Why is it so important to have a return policy and what should a good policy entail? When it comes to spending hard-earned money, individuals want to know that a) their money has been well spent and b) that they have other options open to them if they’re not happy with their purchase. In other words, they want to have an ‘out’—“if I don’t like it, then can I return it?” To paraphrase a business journalist’s take on this issue, there is no better return policy for small businesses than actually having one.
Benefits of a good return policy
One recent study shows that having a return policy, particularly one that’s customer friendly, is an integral part of a business’s short-term and long-term success. This is because, as in any meaningful relationship, people should be able to say no to something, and to have a change of heart. So why is this so important? It’s important because it gives customers a sense of freedom. Companies that have a liberal return policy are giving their customers the freedom to make risky, sometimes expensive, purchases by allowing them to renege on the decision to buy. There more such chances that customers are willing to take, the better it is for the company’s profit margins.
Do returns hurt company profitability?
A recent study that examined the impact of a relaxed, but financially sound, return policy found that companies that instituted them experienced a sustained increase over time in sales-per-customer. The study authors referred to this positive financial impact as Customer Lifetime Value or CLV. Businesses, they suggest, shouldn’t focus so much on acquiring ever more customers while spending as little as possible while doing so. A much more lucrative strategy would be to maximise the value of the relationship they have with existing customers, that is to say their CLV. Examining customer behaviour, particularly the ratio of purchases to product return, they could focus on offering products/services that customers are most likely to buy, instead of trying to protect the bottom line by constraining customers’ ability to return products.

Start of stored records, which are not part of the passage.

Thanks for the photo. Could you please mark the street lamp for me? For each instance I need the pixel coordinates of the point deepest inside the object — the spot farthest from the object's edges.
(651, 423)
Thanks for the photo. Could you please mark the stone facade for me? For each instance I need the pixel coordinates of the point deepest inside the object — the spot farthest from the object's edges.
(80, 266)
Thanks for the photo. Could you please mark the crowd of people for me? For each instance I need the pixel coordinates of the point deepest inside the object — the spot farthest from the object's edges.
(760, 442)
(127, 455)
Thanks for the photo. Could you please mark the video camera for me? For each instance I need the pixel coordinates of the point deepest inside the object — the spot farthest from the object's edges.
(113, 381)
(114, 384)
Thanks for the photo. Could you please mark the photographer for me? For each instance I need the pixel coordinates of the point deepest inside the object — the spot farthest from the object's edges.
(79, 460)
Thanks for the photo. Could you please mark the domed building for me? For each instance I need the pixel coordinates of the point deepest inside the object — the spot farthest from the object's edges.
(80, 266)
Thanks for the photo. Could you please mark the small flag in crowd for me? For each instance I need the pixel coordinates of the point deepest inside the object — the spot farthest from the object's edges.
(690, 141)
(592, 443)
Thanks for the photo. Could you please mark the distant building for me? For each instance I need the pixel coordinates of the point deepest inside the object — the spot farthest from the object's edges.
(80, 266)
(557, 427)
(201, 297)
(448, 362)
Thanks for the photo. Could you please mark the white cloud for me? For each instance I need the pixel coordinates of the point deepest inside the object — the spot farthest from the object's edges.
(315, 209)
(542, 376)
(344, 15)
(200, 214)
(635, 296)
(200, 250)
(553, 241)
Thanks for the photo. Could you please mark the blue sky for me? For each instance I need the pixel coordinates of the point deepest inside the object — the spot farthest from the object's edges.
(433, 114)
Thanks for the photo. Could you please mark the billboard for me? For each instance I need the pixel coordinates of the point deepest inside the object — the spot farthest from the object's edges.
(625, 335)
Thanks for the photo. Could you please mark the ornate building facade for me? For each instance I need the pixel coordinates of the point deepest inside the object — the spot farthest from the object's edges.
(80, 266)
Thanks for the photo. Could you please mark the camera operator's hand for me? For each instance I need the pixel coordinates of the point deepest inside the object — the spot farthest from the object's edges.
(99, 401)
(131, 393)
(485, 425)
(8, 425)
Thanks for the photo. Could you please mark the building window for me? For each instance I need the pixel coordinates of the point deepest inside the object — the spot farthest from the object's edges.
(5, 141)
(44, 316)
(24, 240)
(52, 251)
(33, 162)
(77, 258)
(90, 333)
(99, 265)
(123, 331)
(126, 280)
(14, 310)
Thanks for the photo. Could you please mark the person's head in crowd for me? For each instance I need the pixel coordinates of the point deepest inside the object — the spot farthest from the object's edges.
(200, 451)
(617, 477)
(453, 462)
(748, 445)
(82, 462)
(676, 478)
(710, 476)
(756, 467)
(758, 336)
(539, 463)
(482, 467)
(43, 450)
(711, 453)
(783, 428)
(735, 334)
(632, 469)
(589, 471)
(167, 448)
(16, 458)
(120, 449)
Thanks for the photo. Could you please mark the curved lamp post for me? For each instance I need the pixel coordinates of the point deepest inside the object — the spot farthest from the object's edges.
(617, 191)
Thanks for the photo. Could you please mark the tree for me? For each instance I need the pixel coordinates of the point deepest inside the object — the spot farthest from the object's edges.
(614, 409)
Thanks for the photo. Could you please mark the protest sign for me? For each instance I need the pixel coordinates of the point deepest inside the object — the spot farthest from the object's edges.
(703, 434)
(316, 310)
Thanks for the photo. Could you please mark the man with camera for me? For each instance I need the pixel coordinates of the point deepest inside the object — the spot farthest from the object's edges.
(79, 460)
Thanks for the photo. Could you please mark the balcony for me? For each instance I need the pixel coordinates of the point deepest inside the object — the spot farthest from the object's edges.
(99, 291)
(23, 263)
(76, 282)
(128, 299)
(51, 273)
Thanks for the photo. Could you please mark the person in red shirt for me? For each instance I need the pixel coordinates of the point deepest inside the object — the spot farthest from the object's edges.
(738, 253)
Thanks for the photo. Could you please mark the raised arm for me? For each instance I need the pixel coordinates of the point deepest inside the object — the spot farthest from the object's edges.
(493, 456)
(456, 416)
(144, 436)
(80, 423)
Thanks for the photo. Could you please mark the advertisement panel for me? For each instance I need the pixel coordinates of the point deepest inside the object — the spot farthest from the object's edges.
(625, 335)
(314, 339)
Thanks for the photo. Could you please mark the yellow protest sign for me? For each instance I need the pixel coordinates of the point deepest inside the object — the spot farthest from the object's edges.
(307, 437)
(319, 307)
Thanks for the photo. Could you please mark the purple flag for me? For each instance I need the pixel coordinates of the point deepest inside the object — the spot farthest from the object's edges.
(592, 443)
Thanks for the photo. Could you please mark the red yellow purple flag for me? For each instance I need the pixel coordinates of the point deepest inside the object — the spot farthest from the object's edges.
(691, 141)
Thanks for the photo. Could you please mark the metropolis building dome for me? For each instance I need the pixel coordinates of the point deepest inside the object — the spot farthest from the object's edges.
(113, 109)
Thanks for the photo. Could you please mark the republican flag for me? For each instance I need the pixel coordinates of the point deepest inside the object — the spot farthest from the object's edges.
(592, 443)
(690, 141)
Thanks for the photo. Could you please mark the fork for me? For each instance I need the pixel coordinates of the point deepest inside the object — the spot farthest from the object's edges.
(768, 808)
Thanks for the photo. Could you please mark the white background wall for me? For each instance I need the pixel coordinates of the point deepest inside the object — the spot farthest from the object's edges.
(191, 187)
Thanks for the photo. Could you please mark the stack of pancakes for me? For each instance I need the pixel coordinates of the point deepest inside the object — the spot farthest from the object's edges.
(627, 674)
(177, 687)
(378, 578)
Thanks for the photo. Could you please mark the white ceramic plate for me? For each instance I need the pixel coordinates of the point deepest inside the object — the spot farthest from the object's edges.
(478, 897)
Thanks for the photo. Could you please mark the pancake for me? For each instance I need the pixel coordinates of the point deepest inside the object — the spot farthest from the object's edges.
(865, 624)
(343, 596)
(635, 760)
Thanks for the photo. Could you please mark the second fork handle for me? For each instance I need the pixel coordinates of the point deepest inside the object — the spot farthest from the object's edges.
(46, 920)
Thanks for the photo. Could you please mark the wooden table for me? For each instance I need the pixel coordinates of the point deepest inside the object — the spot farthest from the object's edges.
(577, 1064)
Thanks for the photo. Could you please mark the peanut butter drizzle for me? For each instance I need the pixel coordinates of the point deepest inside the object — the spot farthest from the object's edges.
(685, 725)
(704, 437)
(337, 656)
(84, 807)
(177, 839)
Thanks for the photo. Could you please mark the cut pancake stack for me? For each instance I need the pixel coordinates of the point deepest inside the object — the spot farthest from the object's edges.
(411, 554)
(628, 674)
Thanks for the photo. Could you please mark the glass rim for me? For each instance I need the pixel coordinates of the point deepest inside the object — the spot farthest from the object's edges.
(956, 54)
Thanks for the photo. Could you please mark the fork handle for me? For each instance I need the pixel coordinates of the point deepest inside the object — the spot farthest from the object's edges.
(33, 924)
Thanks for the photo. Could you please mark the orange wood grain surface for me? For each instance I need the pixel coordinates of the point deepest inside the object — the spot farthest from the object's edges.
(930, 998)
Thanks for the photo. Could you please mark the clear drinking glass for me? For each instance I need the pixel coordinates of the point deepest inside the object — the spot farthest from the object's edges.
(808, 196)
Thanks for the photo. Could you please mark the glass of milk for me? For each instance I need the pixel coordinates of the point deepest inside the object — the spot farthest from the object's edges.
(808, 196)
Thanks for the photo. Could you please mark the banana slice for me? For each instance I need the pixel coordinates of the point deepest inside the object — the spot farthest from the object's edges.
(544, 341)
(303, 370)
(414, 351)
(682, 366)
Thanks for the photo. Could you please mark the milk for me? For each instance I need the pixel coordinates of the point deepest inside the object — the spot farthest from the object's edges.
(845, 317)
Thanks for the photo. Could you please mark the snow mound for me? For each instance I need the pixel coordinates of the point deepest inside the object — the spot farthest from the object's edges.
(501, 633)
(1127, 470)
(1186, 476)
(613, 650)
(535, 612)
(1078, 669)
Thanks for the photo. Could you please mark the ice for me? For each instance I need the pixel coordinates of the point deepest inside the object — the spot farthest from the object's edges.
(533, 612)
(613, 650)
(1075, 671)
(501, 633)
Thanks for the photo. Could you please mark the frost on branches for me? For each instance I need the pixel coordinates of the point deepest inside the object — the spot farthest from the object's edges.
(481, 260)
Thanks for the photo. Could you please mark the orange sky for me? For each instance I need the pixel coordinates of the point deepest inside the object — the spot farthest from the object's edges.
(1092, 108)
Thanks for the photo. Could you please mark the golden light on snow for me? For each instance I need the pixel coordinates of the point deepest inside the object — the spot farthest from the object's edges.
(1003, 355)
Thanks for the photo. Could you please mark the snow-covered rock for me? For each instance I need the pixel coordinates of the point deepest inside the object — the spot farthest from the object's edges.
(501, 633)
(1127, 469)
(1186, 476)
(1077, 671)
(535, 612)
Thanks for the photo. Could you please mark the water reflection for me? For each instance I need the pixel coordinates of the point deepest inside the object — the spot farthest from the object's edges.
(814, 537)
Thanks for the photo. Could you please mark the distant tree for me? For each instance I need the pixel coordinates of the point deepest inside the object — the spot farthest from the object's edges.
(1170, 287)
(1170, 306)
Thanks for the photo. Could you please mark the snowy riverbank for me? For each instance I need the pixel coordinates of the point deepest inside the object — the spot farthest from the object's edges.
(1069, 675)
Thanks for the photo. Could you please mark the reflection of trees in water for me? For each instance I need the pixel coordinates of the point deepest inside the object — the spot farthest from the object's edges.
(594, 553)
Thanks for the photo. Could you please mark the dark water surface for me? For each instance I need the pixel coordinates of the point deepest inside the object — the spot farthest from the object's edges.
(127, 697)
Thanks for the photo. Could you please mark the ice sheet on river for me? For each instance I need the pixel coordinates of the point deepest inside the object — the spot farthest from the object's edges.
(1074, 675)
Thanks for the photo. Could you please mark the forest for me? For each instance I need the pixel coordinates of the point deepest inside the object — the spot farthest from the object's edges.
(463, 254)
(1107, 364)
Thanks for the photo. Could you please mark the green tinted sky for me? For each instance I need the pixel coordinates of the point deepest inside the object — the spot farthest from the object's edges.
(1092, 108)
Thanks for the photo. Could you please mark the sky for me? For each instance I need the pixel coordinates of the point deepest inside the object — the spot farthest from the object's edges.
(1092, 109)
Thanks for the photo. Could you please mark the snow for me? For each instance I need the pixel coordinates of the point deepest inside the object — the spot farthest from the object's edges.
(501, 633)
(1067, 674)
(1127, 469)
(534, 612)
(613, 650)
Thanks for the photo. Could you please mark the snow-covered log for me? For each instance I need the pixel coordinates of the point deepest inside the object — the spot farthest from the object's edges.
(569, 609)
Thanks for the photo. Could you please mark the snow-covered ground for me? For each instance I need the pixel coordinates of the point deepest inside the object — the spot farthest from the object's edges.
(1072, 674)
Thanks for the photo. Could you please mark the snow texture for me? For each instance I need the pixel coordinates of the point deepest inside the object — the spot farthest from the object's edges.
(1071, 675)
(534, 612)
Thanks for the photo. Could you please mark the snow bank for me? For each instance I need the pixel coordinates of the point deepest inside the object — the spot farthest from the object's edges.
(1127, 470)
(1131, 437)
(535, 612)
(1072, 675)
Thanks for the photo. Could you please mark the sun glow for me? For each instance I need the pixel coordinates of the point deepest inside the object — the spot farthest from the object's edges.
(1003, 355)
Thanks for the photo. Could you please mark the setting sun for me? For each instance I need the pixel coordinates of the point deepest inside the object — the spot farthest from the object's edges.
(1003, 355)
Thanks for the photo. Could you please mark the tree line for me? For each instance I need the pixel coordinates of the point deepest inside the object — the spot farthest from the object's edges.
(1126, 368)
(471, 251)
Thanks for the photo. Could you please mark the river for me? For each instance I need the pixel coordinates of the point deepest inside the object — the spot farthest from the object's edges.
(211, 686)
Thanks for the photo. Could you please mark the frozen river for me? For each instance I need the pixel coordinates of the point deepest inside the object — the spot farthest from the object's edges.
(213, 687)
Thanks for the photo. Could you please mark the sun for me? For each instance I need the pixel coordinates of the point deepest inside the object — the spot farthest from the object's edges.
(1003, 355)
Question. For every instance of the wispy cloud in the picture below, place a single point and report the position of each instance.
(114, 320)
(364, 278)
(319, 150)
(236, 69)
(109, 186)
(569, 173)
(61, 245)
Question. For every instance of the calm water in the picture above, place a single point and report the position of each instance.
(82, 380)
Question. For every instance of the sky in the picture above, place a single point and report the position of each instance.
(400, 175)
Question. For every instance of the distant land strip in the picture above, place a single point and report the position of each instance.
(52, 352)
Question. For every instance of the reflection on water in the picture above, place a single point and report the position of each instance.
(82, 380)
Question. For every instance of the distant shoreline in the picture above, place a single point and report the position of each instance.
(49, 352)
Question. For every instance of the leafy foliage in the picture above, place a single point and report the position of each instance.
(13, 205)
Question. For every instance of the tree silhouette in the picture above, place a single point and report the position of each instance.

What elements should a good return policy have?
Small businesses don’t have the luxury of extremely liberal return policies. For example, large retailers like Amazon.com might be able to offer free return shipping, something that would be prohibitively expensive for a small business. Nevertheless, here are a few suggestions for creating a transparent and non-punitive return policy that won’t bankrupt your small or medium business.
- Specify a product-return time frame: Since refusing to accept return is not an option, it is perfectly acceptable to impose certain basic rules and requirements. You can decide if you want to offer a 30-day or less trial period, to give customers a chance to try the product and return it if they don’t like it.
- Refund vs. exchange: Clearly state whether you have a money-back guarantee, or if you only offer exchanges. You can have different policies for different types of products.
- State which party is responsible for product-return shipping charges (if you’re customer is from another town or you’re an e-tailer.)
- Make sure your return policy is clearly visible, whether in a brick-and-mortar shop or on your webpage.
- Use simple, unambiguous language.
- Give them contact information, just in case they run into any snags while returning the product etc.
Product returns are actually a vital part of the company-customer relationship, and must be carefully nurtured and attended to.